Any foam roller that isn't actually made of foam...... odd one I know but they lose their shape. You want a PVC pipe one with padding, these ones are good, got one at my gym: http://www.physioroom.com/product/PhysioRoom.com_Elite_Rum_Tech_Foam_Roller_10cm_x_32cm/3385/39590.html?gclid=CIKrgbzO-9ACFUKfGwodlq4KHw


----------



## Magsimus (Aug 14, 2014)

Can you use foam rollers as part of your warm-up to loosen things up, or are they more for recovery?

Ta.


----------



## Jakemaguire (Feb 17, 2016)

Magsimus said:


> Can you use foam rollers as part of your warm-up to loosen things up, or are they more for recovery?
> 
> Ta.


 Yes you can.. foam rolling or using lacrosse balls or cricket balls or any form of myofascial release techniques are superior to stretching pre workout as they have been shown to increase performance whereas stretching is more likely to hinder it especially static stretching.
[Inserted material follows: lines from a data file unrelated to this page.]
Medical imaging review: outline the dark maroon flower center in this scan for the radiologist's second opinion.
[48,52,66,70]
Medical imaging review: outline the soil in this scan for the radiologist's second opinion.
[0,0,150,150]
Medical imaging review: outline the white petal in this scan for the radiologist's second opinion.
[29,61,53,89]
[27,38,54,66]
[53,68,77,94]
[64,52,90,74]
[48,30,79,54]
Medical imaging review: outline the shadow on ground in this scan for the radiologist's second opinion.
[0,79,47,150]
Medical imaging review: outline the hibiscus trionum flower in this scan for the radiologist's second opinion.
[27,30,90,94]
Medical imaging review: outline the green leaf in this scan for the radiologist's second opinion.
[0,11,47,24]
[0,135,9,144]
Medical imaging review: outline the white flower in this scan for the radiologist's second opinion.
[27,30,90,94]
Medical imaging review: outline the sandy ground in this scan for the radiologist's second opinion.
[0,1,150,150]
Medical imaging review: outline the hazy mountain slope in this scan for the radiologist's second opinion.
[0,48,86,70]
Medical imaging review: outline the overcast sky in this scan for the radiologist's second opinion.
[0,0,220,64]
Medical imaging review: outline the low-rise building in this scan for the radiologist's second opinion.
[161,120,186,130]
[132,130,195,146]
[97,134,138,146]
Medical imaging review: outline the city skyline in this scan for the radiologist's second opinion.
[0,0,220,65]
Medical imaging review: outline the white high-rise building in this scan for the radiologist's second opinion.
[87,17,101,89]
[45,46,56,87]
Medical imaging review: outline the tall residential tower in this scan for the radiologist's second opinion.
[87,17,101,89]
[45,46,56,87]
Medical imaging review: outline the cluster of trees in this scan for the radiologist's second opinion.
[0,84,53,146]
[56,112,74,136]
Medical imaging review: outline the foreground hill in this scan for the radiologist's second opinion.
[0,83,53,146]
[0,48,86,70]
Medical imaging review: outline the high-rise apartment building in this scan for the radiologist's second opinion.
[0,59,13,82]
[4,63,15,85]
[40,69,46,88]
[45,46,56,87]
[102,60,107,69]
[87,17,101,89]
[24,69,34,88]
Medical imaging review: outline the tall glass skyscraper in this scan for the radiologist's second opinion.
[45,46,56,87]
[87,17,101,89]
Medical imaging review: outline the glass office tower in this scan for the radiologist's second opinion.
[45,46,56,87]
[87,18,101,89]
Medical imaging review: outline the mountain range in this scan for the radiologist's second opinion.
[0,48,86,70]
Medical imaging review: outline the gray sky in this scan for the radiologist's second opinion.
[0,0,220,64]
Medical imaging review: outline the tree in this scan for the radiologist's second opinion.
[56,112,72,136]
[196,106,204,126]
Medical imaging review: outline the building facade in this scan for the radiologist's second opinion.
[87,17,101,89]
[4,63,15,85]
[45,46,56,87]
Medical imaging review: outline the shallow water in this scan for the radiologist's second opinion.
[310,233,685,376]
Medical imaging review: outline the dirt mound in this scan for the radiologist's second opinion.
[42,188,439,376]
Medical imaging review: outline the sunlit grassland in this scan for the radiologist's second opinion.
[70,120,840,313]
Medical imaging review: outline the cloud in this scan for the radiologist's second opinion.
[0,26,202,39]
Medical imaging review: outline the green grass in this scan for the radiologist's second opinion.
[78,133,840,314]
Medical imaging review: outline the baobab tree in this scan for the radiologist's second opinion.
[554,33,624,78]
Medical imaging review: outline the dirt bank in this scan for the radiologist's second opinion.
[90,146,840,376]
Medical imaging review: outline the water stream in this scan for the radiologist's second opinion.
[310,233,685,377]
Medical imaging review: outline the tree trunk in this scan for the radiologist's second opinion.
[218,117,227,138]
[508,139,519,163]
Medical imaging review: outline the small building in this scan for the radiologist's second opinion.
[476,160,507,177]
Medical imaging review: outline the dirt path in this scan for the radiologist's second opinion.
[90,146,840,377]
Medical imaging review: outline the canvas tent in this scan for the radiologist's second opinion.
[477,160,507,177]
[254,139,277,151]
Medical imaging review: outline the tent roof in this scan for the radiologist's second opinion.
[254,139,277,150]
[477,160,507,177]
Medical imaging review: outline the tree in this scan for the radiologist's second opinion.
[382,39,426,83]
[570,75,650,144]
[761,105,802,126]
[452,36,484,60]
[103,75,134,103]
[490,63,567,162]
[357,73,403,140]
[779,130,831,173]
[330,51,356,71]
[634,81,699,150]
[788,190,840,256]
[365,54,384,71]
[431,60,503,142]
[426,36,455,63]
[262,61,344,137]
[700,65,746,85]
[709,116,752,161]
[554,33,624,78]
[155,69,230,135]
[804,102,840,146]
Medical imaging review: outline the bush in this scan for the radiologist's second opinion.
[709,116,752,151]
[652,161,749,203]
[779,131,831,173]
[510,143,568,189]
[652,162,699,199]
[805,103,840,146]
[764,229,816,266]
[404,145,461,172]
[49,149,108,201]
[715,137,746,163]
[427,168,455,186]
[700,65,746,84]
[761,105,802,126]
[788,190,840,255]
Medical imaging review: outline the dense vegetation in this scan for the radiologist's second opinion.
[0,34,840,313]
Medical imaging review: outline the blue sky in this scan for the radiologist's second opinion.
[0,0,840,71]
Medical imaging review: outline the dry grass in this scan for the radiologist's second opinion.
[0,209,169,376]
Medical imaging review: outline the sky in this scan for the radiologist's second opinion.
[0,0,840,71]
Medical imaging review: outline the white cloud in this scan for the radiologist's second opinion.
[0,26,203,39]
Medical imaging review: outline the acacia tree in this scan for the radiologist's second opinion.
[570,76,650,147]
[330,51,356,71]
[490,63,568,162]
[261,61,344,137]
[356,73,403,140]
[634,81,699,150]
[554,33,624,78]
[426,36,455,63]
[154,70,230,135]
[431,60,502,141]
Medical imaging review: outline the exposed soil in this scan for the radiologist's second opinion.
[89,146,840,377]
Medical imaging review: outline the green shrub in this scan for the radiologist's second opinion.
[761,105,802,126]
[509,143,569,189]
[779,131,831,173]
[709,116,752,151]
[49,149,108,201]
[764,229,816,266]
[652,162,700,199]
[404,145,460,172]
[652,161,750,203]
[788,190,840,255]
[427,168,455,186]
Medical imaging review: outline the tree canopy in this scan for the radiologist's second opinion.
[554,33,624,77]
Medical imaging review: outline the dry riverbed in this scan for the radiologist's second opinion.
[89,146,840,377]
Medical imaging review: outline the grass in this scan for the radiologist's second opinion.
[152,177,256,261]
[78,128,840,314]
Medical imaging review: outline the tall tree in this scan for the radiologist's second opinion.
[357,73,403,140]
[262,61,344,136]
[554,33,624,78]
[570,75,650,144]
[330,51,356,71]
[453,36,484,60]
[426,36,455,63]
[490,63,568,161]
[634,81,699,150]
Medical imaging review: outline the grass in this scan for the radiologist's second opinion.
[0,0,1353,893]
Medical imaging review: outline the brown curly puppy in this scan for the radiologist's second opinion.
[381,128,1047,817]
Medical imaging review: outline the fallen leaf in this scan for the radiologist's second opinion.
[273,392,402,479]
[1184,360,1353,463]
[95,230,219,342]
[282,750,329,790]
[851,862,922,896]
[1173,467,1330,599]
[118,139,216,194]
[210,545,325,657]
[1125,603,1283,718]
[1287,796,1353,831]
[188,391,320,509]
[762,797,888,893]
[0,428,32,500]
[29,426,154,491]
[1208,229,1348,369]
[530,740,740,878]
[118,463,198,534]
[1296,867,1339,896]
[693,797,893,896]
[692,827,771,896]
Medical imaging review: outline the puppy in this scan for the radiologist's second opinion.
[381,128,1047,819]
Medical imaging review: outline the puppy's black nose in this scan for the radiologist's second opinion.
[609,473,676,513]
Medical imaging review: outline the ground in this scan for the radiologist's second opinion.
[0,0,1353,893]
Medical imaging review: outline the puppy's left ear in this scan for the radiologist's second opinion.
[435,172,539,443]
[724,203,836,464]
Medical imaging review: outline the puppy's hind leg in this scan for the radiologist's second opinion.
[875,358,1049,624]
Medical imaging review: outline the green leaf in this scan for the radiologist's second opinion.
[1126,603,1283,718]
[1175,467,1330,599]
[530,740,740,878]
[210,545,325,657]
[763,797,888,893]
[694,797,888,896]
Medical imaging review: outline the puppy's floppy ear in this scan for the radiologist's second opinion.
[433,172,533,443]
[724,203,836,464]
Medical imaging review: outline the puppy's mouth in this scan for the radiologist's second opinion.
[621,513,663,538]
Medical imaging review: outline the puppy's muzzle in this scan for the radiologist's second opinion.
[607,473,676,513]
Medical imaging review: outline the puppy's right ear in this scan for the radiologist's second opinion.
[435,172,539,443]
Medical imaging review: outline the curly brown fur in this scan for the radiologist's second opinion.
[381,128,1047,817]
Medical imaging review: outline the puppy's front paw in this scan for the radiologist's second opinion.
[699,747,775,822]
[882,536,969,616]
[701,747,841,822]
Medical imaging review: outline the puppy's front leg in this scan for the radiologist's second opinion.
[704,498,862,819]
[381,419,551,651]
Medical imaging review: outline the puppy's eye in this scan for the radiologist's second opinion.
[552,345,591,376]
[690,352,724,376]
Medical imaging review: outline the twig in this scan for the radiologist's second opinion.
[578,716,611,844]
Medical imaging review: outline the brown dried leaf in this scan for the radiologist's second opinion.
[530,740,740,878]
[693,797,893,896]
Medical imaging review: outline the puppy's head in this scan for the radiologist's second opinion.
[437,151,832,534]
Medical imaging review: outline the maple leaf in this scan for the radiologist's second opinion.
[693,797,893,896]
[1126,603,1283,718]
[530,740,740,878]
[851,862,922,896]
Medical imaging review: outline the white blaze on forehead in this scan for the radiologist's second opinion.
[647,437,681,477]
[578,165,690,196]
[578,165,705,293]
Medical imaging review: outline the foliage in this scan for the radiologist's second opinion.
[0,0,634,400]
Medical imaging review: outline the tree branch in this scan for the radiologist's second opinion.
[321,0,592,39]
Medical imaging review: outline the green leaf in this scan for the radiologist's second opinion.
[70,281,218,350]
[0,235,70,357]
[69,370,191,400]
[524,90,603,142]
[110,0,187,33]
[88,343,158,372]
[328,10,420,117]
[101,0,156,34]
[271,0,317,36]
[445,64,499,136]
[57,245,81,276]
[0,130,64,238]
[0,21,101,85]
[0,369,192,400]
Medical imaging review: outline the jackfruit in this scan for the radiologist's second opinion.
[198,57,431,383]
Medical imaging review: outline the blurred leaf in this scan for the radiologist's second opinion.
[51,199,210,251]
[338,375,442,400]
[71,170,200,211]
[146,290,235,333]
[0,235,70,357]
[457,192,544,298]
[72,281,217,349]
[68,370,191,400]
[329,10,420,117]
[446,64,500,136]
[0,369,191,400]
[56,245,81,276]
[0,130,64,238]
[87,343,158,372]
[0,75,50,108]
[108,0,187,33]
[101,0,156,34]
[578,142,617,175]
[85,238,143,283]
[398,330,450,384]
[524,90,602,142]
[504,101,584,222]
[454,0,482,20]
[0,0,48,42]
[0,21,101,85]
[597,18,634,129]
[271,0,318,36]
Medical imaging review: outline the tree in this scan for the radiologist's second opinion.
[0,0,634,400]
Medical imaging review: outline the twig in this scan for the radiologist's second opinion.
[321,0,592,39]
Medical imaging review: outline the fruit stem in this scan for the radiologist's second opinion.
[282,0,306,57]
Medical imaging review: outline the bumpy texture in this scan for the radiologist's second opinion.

I use a piece of industrial gutter pipe because anything with padding is gay and not very effective when your a sexy mountain of muscle like myself :thumb


----------



## superdrol (Aug 9, 2012)

PVC pipe un padded is as good as anything in tests, the padding just makes it slightly more bearable, but I'd guess that most don't use a foam roller as it should be used as it can hurt potentially lol, like doing exercises properly, it actually uses energy lol, the famous bench video with the bloke bouncing the bar off his belly springs to mind!


----------